Have I grown frustrated when it didn’t happen fast enough? Absolutely.
But I’m learning that asking God for patience means He’s going to give me opportunities to practice it, not just the feeling of it. He’ll place me in moments where I have to choose it. And not once or twice, but daily. Repeatedly.
The deeper truth is that the world we live in is constantly forming us to be impatient. Fast food. Same-day delivery. Quick replies. Instant results. We’re conditioned to expect immediacy.

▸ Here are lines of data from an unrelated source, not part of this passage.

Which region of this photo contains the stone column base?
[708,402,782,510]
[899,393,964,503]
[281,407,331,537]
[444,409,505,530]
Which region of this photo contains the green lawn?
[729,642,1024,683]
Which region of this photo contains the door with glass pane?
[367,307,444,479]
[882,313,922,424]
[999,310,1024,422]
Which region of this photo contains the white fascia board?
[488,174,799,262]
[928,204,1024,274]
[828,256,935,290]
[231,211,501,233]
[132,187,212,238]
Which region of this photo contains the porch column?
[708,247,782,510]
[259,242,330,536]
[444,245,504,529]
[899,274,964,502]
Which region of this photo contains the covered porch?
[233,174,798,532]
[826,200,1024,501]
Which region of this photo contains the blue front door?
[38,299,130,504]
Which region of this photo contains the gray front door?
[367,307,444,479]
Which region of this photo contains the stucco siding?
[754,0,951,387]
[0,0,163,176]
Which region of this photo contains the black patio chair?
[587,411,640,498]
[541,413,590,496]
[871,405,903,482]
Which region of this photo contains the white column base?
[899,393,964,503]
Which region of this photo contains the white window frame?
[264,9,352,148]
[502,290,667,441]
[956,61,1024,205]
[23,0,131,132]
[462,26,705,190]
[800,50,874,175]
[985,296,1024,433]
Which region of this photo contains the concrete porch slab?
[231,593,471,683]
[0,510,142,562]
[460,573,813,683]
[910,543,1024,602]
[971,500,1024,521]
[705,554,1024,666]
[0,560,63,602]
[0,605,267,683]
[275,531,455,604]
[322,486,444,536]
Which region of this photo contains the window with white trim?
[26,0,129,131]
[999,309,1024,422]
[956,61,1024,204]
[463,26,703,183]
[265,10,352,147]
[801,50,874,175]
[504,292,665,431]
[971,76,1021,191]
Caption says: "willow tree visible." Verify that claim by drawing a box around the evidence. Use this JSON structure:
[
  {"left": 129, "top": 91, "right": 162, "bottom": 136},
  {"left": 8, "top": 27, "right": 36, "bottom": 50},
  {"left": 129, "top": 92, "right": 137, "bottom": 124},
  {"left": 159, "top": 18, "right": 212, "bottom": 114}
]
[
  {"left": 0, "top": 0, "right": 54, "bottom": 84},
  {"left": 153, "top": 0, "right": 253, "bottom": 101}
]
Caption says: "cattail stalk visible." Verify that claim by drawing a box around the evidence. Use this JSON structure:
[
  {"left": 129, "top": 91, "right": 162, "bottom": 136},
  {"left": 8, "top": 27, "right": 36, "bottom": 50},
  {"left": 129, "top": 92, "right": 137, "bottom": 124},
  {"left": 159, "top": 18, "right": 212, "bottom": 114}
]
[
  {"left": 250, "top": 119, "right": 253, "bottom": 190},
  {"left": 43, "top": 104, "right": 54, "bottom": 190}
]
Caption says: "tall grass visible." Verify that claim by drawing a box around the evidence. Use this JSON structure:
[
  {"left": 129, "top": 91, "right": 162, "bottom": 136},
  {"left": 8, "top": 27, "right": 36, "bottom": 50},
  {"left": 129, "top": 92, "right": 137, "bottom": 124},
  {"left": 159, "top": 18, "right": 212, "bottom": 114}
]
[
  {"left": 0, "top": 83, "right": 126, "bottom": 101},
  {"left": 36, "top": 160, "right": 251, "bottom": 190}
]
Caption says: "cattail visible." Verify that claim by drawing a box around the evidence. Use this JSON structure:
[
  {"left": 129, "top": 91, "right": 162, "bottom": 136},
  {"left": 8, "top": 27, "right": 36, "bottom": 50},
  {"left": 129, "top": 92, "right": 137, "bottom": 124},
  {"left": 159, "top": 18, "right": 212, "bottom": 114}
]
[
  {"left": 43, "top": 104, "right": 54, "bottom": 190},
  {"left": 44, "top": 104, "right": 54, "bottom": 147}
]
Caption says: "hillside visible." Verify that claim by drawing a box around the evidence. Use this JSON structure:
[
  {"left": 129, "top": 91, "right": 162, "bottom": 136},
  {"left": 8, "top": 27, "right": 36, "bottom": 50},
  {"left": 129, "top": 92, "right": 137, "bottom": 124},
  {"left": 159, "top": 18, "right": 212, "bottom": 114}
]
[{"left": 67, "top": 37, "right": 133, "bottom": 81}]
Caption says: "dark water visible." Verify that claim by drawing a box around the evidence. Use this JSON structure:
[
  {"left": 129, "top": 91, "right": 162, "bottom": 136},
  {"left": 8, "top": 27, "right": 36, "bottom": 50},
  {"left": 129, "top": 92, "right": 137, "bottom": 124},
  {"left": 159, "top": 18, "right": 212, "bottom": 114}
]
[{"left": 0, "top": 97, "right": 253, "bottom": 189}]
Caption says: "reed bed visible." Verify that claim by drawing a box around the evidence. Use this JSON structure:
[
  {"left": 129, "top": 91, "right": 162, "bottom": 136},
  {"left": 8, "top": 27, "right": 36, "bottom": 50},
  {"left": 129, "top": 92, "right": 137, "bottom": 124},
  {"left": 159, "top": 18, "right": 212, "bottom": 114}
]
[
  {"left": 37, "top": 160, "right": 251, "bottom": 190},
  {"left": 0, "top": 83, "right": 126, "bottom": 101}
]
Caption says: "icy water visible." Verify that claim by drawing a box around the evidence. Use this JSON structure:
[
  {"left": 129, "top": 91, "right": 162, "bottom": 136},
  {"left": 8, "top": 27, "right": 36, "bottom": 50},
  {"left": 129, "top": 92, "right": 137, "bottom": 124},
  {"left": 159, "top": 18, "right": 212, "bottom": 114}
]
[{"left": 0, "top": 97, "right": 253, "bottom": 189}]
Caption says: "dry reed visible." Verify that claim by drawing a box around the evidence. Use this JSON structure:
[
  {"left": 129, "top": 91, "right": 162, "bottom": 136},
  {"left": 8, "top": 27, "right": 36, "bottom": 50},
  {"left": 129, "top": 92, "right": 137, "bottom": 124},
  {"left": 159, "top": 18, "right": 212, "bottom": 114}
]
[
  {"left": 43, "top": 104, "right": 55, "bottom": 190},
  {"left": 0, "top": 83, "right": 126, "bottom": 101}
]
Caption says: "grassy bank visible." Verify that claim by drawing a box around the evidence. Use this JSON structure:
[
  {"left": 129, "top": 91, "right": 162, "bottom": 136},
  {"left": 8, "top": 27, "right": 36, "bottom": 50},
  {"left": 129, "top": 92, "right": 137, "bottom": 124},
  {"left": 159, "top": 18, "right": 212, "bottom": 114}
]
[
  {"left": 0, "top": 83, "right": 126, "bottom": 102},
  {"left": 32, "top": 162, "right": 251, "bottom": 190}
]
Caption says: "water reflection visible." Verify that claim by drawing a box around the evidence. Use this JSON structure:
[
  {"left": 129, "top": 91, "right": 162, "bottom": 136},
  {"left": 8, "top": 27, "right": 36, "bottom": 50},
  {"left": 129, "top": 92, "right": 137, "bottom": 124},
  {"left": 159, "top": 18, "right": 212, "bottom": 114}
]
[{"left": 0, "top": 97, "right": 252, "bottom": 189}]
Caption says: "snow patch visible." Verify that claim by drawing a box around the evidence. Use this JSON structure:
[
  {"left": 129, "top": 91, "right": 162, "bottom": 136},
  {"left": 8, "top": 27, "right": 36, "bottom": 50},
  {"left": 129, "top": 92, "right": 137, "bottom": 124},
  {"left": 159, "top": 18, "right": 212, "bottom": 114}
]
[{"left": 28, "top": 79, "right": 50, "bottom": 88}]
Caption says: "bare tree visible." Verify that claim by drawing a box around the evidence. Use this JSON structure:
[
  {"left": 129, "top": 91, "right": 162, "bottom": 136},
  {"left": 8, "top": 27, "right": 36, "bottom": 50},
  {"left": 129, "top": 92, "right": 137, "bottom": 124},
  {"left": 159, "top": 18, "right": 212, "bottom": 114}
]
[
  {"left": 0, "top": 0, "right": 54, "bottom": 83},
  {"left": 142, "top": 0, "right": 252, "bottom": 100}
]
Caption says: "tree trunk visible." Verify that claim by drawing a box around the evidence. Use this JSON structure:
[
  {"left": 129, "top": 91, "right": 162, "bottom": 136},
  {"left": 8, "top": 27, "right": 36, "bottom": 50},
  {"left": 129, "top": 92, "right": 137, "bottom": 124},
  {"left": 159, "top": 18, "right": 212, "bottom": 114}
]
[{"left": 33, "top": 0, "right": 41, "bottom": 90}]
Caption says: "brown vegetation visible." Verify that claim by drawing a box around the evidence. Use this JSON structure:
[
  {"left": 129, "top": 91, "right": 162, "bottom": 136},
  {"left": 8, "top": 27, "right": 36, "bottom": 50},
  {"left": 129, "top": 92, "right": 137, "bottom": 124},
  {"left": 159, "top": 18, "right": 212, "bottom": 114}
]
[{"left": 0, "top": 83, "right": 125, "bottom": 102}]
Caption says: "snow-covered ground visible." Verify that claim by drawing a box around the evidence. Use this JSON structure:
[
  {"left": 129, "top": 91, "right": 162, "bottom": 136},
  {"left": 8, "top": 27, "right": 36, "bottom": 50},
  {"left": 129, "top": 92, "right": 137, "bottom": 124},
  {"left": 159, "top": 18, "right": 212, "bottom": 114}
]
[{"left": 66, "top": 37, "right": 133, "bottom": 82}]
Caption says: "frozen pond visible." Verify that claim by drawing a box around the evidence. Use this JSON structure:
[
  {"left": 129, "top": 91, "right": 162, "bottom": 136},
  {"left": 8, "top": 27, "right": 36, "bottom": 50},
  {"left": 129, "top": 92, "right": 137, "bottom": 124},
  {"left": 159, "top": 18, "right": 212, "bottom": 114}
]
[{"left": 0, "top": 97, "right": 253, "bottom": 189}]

But God moves at a different pace.
He works in seasons, not seconds.
He transforms in silence, not speed.
And if I want to become more like Him — more loving, more rooted, more whole — then I have to trust His pace as much as I trust His plans.
That’s hard for me. I like control. I like efficiency. I like clarity. But patience asks me to sit in the unknown and remain kind. It asks me to endure discomfort without becoming bitter. It calls me to wait without losing hope.
And maybe most importantly… patience reminds me that God hasn’t given up on people, so neither should I.
Whether it’s that friend who keeps making poor choices, or the family member I’m tempted to give up on, or even me — the parts of myself I wish would hurry up and grow already — I’m learning to offer the same patience I’ve received.
Because God has been so, so patient with me.

Father,
I thank You for Your patience — not just in principle, but in the lived-out way You’ve walked with me through every season of my mess, my doubt, my delay, my rebellion, and my apathy.
You have never rushed me.
You have never given up on me.
You’ve waited with grace, over and over again.
Teach me to do the same — with others and with myself.
Let Your Spirit cultivate real, lasting patience in me.
Not shallow tolerance, but true, Christlike forbearance — the kind that is rooted in love, not ego.
Help me surrender my timeline.
Help me stop measuring growth by speed.
Help me trust Your pace even when I don’t understand it.
Let Your patience shape my perspective, steady my emotions, and soften my expectations.
I don’t want to just learn about Your patience.
I want to be formed by it.
I want to be infiltrated by it.
In Jesus’ name,
Amen.
Reflection to Self

The next time I feel that quick sting of impatience rise up — whether it’s with people, my job, my future, or even with God — I want to pause and ask:
“Have I forgotten how patient He’s been with me?”
Because if I truly received His patience, I’d be slower to speak, slower to judge, and quicker to love.
And that’s who I want to be — not just a woman who knows about God’s patience, but one who lives it.